Een bestuurder van een culturele instelling verstrekte liefst 29 keer een betaalde opdracht aan het bureau van zijn levenspartner. Een paar maal was dat formeel via de Raad van Toezicht verlopen, het merendeel van de opdrachten had de bestuurder evenwel op eigen initiatief verstrekt. Ook bij eerdere organisaties waar deze bestuurder aan het roer stond, had hij op vergelijkbare wijze gehandeld. Bovendien had een van de leden van de Raad van Toezicht zelf een opdracht van deze organisatie aanvaard.

Een commissie onderzocht of de handelswijze van bestuurder en toezichthouder in één specifiek geval conform de Governance Code Cultuur was. Handelden de Raad van Toezicht en de bestuurder onafhankelijk genoeg of was er sprake van belangenverstrengeling?

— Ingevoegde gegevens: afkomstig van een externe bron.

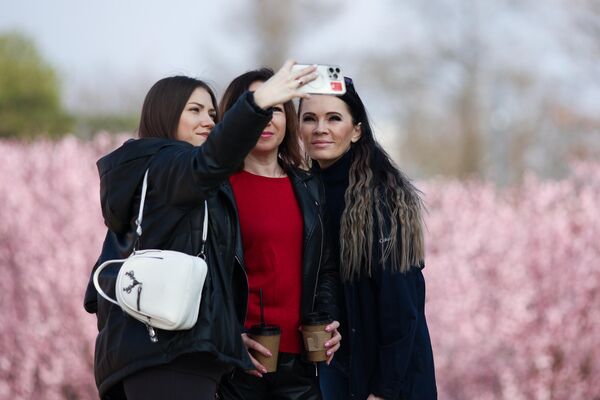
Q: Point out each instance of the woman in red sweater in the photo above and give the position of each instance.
(280, 210)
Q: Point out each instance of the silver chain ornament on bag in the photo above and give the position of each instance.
(161, 288)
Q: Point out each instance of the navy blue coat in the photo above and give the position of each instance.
(390, 349)
(385, 348)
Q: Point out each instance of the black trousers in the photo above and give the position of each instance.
(293, 380)
(190, 377)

Onafhankelijkheid heeft meerdere kanten. Feitelijke onafhankelijkheid betreft het belangeloos  toezien op de onderneming c.q. de wijze waarop belangenverstrengeling of -tegenstelling wordt vermeden. Bestuurders en toezichthouders leven in een glazen huis. Het is derhalve verstandig rekening te houden met het feit dat de schijn van belangenverstrengeling net zulke consequenties kan hebben als feitelijk aangetoonde afhankelijkheid. Waakzaamheid bij het aangaan van verbindingen – hoe zal de buitenwereld reageren als deze verbinding publiekelijk bekend wordt? – is dus geboden. Het lijkt er niet op dat de bestuurder en het lid van de Raad van Toezicht van onderhavige instelling zich deze vraag hebben gesteld, nu de schijn van belangenverstrengeling zo duidelijk is gewekt.

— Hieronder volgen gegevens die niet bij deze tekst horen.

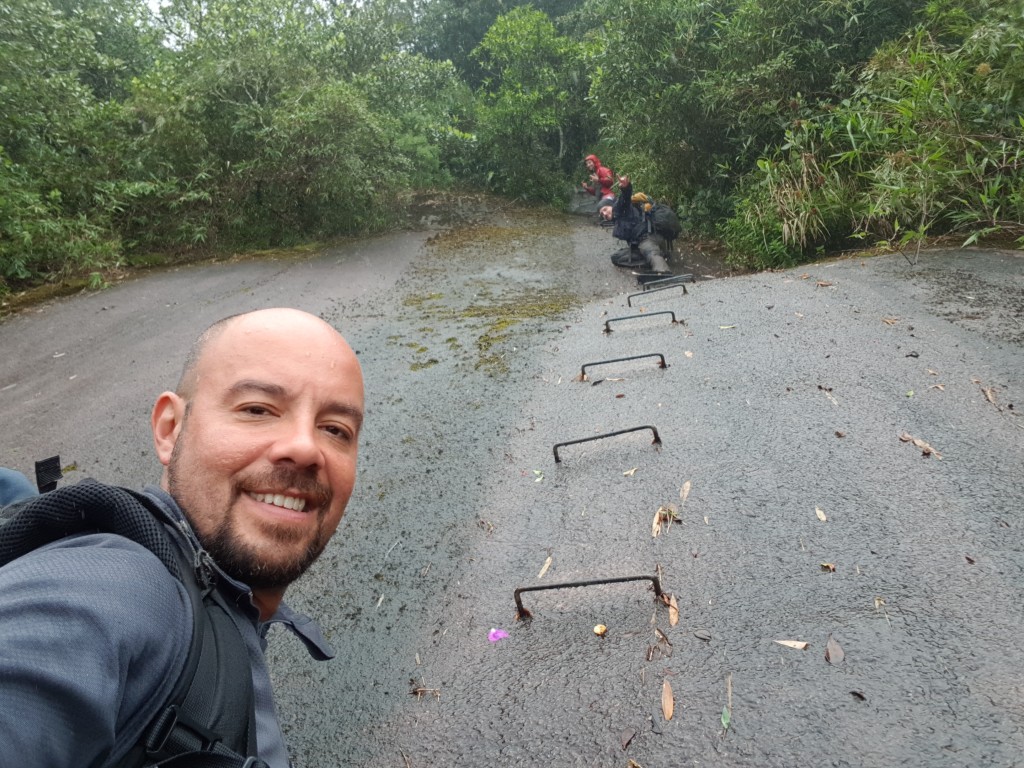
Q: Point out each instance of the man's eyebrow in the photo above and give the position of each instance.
(344, 409)
(254, 385)
(247, 386)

Maar onafhankelijkheid is ook een persoonlijkheidskenmerk. In welke mate heeft iemand een eigen kijk op de zaken? In hoeverre stelt iemand zich eigenstandig op? Neemt iemand eigen standpunten in? Onafhankelijkheid heeft ook alles te maken met een kritische en non-conformistische houding, met het zich niet laten leiden door de gangbare opinie van een raad of een bestuur. Een onafhankelijke commissaris zal indien nodig dan ook tegen de stroom inzwemmen en zijn eigen mening doorzetten, ook als die mening principieel afwijkt. De gang van zaken bij deze culturele instelling noopt tot vragen over de onafhankelijkheid van deze raad. Is men te ver meegegaan met de bestuurder? Was de cultuur zodanig dat er (te) weinig weerwoord gegeven werd tegen zijn inbreng?

De governance-spelregels zijn al langere tijd veranderd. Het is niet meer van deze tijd dat voor een verkregen dienst wordt bedankt met een wederdienst, of dat opdrachten vooral aan bekenden worden gegund. De commissie was daar bij haar uitspraak zeer expliciet in: óók in de culturele sector is onafhankelijkheid essentieel.